Chatting with a friend of mine at 1am this morning got me thinking about how sometimes we have no idea what God seems to be up to and your life seems to be a bit like an erratic curve on a graph. Let's face it, we like to know what's going to happen next in our lives - if we could choose to have a line to represent our lives then it would be a straight line (linear) graph. Always constant, the gradient never changes, and easy as pi (pardon the maths pun) to work out what it's going to look like 10, 50 or 10,000 steps down the line. In short - with a linear line, we can work it out very easily and predict what's going to happen.

But our lives aren't linear lines, they're curved and meandering, what's know as a differential curve. A-level maths teaches you that a differential curve which meanders around all in what looks to be a highly erratic way can be nigh on impossible to predict. Cue much flustering about not being able to predict this seemingly erratic path.

The great thing about curves however (well, as a maths bod) is that all curves have a formula which enables you to predict how the line will progress - perfectly. How encouraging to be reminded that God knows that formula - he just reveals a little bit of the line's path each day.

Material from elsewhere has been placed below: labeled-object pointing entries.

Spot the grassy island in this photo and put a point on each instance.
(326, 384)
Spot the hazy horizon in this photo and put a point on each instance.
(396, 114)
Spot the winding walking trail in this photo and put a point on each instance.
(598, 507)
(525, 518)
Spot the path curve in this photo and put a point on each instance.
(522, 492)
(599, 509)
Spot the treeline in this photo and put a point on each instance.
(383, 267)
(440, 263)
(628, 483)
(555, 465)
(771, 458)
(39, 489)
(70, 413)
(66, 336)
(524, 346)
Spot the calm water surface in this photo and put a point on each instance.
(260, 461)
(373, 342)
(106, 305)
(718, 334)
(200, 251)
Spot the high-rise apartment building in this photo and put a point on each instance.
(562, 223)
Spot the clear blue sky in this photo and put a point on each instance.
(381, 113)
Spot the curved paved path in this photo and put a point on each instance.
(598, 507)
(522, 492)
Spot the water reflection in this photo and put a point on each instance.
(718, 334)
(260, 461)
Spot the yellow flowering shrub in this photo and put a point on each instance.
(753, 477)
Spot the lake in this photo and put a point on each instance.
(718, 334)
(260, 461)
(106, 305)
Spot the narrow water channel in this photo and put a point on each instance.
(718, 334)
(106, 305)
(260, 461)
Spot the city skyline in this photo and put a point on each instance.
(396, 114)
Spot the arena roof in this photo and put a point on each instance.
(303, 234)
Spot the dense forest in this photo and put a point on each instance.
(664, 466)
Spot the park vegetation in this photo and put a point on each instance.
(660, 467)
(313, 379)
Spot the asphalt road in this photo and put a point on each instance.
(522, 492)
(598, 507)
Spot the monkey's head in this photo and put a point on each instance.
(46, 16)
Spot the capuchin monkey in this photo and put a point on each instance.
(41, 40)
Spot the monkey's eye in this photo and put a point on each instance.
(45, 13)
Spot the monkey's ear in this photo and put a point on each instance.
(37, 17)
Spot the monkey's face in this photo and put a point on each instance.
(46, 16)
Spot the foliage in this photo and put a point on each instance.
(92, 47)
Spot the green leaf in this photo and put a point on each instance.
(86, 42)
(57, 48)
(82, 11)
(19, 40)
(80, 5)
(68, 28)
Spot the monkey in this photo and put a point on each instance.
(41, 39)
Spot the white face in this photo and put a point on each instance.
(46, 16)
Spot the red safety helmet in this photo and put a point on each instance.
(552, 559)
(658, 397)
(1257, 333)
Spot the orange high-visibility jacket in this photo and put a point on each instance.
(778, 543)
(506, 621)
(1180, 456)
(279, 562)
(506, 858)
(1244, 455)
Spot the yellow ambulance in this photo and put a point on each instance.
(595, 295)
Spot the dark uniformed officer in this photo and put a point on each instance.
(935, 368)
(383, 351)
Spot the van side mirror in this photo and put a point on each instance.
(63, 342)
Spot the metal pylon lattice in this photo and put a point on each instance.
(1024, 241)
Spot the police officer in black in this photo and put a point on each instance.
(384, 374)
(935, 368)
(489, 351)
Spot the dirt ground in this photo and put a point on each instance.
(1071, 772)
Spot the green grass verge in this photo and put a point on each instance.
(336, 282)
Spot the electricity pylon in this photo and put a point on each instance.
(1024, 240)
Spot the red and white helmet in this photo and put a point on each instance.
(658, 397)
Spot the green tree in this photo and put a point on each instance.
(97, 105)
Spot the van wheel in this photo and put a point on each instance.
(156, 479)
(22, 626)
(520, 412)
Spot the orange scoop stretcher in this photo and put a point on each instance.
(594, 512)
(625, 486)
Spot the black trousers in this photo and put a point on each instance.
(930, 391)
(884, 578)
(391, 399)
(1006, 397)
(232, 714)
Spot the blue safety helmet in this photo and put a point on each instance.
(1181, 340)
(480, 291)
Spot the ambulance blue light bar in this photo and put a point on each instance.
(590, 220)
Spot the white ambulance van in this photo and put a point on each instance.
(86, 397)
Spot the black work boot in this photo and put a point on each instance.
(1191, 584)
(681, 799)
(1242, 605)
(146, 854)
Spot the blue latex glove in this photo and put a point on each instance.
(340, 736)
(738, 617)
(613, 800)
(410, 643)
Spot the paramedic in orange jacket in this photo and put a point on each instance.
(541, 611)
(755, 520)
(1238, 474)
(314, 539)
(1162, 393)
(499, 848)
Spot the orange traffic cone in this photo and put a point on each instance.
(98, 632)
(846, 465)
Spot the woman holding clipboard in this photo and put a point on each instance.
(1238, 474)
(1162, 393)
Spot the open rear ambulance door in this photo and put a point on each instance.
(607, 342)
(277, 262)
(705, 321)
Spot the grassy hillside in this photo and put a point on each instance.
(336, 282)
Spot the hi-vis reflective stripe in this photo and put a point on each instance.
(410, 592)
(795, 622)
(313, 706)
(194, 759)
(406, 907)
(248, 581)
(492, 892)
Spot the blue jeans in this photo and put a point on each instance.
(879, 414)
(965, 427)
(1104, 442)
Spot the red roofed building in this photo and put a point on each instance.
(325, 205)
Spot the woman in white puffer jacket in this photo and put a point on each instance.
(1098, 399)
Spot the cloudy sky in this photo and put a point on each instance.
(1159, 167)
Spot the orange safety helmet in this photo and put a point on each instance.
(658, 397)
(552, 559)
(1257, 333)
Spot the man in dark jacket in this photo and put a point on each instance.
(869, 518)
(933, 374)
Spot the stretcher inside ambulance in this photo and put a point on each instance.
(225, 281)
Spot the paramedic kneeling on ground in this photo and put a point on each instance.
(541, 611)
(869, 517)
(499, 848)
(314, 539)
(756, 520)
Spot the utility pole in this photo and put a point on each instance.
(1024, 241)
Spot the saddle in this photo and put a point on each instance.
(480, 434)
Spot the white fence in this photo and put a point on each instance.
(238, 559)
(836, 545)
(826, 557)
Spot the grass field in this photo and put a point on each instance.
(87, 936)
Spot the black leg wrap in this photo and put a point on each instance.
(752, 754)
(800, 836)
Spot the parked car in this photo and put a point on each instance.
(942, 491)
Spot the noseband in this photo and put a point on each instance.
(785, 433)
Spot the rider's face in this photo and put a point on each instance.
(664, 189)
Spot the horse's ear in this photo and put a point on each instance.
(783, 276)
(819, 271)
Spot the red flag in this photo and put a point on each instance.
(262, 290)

We may not be able to predict what's coming up next, or where our paths are going to pitch and soar (and sometimes seem to change direction), but we serve a God who knows that path back to front. He knows the formula that describes our path perfectly - from year to year, day to day, situation to situation. Our lives have some of the most complicated differential curves in all creation, so delicately interwoven into God's plan that it makes my head hurt.

And for each line that's carefully and lovingly woven into his marvelous plan, he knows the formula that describes where it's going. Perfectly. Let's learn to trust Him in the plotting of our paths.